Author and motivational speaker Mindie Barnett answers your questions about life, navigating these stressful and uncertain times, while steering you down a more straightforward path.
We welcome your questions and invite you to reach out to Mindie at mindiesmusings1@gmail.com

Hi Mindie, 
My boyfriend and I have been together for about a year and a half and occasionally talk about our “hypothetical future” together (marriage/living together/kids etc.) The other day we got on the topic of marriage, and he said he would want to be “married” but thinks the government legal documentation is pointless. That upset me; I do not know where he got that idea. But it makes me wonder if he honestly did not know or is just afraid of long-term commitment. What would you do in this situation/how long until they take this seriously, or should you kick them to the curb? 
Thank you,

Danielle G

Dear Danielle G—
You are brilliant at having these conversations with your boyfriend now. Many do not broach the subject until much later, only to learn they have two vastly different views of a long-term relationship and commitment. Your boyfriend is not alone; many people opt not to get married.

Numerous people instead choose to solidify their bond in other ways, wearing commitment rings, buying a home, raising children, or sharing a joint bank account. There are several reasons for this, and skipping the altar is becoming more common than not today. As the divorce rate continues to climb (it presently sits at 42 percent), I suspect we will see even more opting to forgo traditional marriage and choose the latter.

Having said that, if marriage is your goal and something meaningful to you for legal purposes and for what the license means in terms of your life together, I advise you not to concede. Marriage still holds a vital role and meaningful purpose for so many. Marriage has much meaning out of the sentimental spectrum, too: it can enable partners to share health insurance benefits, provide financial security, adhere to religious beliefs, offer a child-rearing foundation, and for some, offer them a layer of legal protection.
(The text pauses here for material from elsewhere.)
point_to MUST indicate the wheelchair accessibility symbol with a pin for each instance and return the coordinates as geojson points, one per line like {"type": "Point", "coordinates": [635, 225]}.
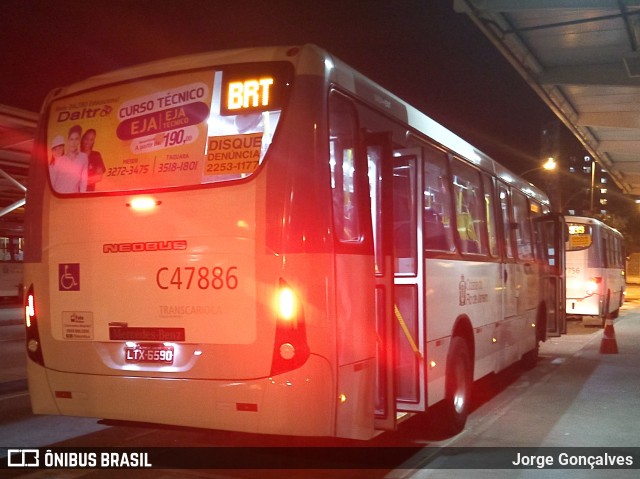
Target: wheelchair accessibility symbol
{"type": "Point", "coordinates": [69, 277]}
Whatever your reasons for wanting to tie the knot legally, they lie within your core values, or I suspect you would not have been motivated to write this inquiry. My advice is to have a serious conversation with your boyfriend in a well-thought-out way. Do not bring up this topic while haphazardly speaking about your future nor at a time when you are engaged in another debate. Instead, talk to him with a loving heart and open mind and ears to learn his point of view, share yours, and see if there is any room for negotiation. If there is not, then you will be informed to make a deep-seated decision about your future—whether it includes him or not.

Married or not—relationships bring joy and a great deal of conflict. It is the repair component that can make or break an alliance. Best of luck!